6. Interlocutory order: METROPOLITAN BANK & TRUST COMPANY vs. COURT OF APPEALS and ALFONSO ROXAS CHUA G.R. No.
110147 April 17, 2001

If an order leaves something to be done by the trial court with respect to the merits of the case, it is interlocutory; if it does not, it is
final. Once determined to be final, the order may be the subject of an appeal.

Relying on Section 2, Rule 41 of the pre-1997 Rules of Court, the CA ruled that a defendant may appeal a judgment of default without
need to set aside the order declaring him in default. The private respondent can appeal from the denial of the Motion to hold in
abeyance the delivery of the Certificate of Sale and to declare the sale void.

In its Decision, the CA stated that parties in default did not need to have the order of default against them lifted before they could
appeal. In other words, a party in default is not precluded from filing an appeal, as provided in Section 2, Rule 41 of the pre-1997 Rules
of Court (in effect at the time), which states: Sec. 2. Judgements or orders subject to appeal. -- Only final judgments or orders shall be
subject to appeal. No interlocutory or incidental judgment or order shall stay the progress of an action, nor shall it be the subject of
appeal until final judgment or order is rendered for one party or the other.

A judgment denying relief under Rule 38 is subject to appeal, and in the course thereof, a party may also assail the judgment on the
merits, upon the ground that it is not supported by the evidence or it is contrary to law.

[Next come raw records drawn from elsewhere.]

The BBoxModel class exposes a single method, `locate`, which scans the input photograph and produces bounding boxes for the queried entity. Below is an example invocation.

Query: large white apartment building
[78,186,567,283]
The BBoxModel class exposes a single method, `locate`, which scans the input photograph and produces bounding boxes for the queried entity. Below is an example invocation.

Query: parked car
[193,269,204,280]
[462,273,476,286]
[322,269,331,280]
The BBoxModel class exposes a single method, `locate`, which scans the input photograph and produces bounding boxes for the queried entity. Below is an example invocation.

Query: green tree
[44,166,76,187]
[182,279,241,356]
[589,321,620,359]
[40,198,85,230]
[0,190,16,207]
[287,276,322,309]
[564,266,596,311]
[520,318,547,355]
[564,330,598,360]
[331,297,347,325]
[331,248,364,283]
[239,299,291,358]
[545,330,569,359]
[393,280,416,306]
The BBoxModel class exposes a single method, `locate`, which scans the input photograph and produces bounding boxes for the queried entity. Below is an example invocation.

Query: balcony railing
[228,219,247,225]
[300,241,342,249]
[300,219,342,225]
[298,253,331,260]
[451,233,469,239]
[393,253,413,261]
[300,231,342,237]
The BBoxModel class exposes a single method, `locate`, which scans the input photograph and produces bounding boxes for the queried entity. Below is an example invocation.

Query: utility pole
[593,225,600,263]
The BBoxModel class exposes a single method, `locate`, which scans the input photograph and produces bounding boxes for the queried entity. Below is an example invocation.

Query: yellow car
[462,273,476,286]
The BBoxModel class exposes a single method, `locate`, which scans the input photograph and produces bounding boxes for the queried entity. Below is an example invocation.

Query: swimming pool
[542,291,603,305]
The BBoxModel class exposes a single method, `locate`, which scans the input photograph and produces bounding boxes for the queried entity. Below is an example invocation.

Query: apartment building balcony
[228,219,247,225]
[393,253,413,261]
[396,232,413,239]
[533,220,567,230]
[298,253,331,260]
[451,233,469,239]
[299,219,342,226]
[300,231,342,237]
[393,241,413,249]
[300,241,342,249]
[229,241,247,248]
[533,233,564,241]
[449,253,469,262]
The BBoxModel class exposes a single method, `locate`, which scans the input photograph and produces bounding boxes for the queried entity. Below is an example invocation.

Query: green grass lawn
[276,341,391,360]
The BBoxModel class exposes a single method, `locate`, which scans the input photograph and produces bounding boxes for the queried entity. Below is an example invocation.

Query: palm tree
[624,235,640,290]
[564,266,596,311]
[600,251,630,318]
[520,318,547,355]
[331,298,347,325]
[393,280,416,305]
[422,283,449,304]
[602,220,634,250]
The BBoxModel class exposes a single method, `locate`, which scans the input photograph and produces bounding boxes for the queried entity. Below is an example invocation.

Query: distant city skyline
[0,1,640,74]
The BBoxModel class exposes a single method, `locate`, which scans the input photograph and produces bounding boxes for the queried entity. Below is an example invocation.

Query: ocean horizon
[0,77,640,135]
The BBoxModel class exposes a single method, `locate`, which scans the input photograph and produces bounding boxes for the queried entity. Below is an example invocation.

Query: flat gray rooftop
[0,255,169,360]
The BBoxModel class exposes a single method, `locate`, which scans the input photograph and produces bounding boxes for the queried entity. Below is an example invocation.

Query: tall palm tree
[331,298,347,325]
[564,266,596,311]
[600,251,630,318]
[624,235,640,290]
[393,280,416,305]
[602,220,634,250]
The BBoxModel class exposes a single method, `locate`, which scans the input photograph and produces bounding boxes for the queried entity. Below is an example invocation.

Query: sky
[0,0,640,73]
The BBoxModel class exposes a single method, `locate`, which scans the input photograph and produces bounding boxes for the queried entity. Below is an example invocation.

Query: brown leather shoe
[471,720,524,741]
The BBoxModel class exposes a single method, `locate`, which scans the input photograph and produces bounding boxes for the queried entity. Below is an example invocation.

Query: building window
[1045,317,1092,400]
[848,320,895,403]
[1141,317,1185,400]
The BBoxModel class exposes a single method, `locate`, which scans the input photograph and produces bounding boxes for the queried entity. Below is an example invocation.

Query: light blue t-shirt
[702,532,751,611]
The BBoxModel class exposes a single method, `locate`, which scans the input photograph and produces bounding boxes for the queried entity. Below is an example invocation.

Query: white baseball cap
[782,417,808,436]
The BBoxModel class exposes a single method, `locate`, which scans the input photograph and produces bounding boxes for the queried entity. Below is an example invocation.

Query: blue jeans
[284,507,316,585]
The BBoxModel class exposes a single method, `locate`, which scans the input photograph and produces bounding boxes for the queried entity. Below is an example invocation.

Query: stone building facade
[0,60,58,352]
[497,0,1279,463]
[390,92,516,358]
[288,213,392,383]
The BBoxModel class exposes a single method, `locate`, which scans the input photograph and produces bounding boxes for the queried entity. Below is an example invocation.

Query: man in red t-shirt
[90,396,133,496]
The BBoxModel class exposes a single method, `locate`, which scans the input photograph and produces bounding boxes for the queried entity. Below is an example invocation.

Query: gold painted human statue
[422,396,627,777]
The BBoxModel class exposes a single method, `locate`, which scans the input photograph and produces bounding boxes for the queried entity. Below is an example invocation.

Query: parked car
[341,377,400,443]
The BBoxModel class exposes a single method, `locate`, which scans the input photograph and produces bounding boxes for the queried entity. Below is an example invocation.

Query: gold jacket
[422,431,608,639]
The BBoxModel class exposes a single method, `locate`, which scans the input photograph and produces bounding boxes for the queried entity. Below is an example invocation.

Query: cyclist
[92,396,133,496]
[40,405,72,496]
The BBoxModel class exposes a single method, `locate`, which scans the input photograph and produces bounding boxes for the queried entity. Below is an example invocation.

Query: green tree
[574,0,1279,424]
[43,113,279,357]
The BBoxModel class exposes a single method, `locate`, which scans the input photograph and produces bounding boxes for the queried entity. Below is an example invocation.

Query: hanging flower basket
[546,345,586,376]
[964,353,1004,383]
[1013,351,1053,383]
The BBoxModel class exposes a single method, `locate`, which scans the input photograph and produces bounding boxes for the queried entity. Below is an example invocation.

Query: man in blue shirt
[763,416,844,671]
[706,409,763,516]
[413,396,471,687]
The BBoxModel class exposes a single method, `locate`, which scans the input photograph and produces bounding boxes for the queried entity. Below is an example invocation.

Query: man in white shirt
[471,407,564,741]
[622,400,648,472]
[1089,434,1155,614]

A party who has been declared in default may likewise appeal from the judgment rendered against him as contrary to the evidence or
to the law, even if no petition for relief to set aside the order of default has been presented by him in accordance with Rule 38.

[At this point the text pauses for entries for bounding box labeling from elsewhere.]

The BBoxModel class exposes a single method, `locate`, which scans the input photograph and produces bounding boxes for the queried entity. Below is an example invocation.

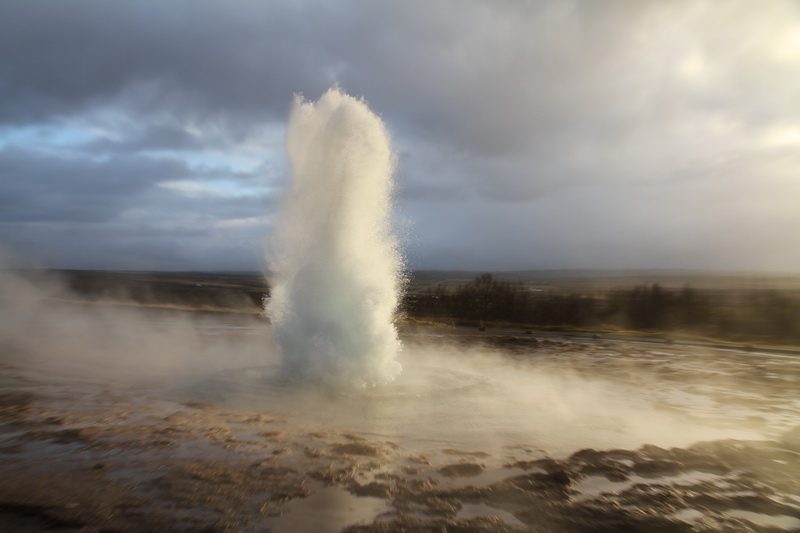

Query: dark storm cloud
[0,144,191,222]
[0,0,800,268]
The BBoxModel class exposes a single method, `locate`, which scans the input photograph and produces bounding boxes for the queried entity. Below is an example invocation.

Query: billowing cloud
[0,0,800,270]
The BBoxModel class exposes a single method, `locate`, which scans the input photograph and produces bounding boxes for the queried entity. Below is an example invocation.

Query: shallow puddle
[456,503,525,527]
[269,486,390,533]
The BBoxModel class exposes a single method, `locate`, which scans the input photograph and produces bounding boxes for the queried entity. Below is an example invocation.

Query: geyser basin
[0,314,800,532]
[266,89,401,386]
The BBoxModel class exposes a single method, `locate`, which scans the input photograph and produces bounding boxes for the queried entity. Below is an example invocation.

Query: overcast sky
[0,0,800,272]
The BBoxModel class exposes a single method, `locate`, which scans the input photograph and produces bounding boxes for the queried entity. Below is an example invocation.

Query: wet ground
[0,318,800,532]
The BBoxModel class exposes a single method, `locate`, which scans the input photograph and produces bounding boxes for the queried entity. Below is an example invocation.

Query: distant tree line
[404,274,800,344]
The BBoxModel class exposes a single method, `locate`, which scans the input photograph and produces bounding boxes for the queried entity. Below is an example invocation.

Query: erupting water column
[266,88,402,386]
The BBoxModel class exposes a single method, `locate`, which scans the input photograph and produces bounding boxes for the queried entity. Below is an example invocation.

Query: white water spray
[266,88,402,385]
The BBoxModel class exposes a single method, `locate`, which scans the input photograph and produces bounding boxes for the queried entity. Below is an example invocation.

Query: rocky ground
[0,336,800,532]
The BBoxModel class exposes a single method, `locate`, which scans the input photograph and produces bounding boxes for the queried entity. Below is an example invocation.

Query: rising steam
[266,88,402,385]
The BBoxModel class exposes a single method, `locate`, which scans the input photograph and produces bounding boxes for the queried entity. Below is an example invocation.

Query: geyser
[266,88,401,386]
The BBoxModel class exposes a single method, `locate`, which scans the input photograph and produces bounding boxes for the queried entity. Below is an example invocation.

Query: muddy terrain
[0,328,800,532]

It has been held that [a]n interlocutory order does not terminate or finally dismiss or finally dispose of the case, but leaves something
to be done by the court before the case is finally decided on the merits. It refers to something between the commencement and end
of the suit which decides some point or matter but it is not the final decision on the whole controversy. Conversely, a final order is
one which leaves to the court nothing more to do to resolve the case. The test to ascertain whether an order is interlocutory or final
is: Does it leave something to be done in the trial court with respect to the merits of the case? If it does, it is interlocutory; if it does
not, it is final.

In the present case, the April 10, 1992 Order denied private respondents Motion to hold in abeyance the delivery of the Certificate of
Sale of his Club Filipino share and to declare the sale void. After rendering the Order, the trial court did not need to do anything more
to settle the rights of the parties. Upon the affirmation of the validity of the sale, the Certificate of Sale was to be delivered to petitioner
as the new owner. Indeed, while appeal does not lie against the execution of a judgment, it is available in case of an irregular
implementation of a writ of execution as in the present case.
7. Remedy against judgment: DOMINGO NEYPES, LUZ FAUSTINO, ROGELIO FAUSTINO, LOLITO VICTORIANO, JACOB OBANIA AND
DOMINGO CABACUNGAN vs. HON. COURT OF APPEALS, HEIRS OF BERNARDO DEL MUNDO, namely: FE, CORAZON, JOSEFA,
SALVADOR and CARMEN, all surnamed DEL MUNDO, LAND BANK OF THE PHILIPPINES AND HON. ANTONIO N. ROSALES, Presiding
Judge, Branch 43, Regional Trial Court, Roxas, Oriental Mindoro G.R. No. 141524 September 14, 20058.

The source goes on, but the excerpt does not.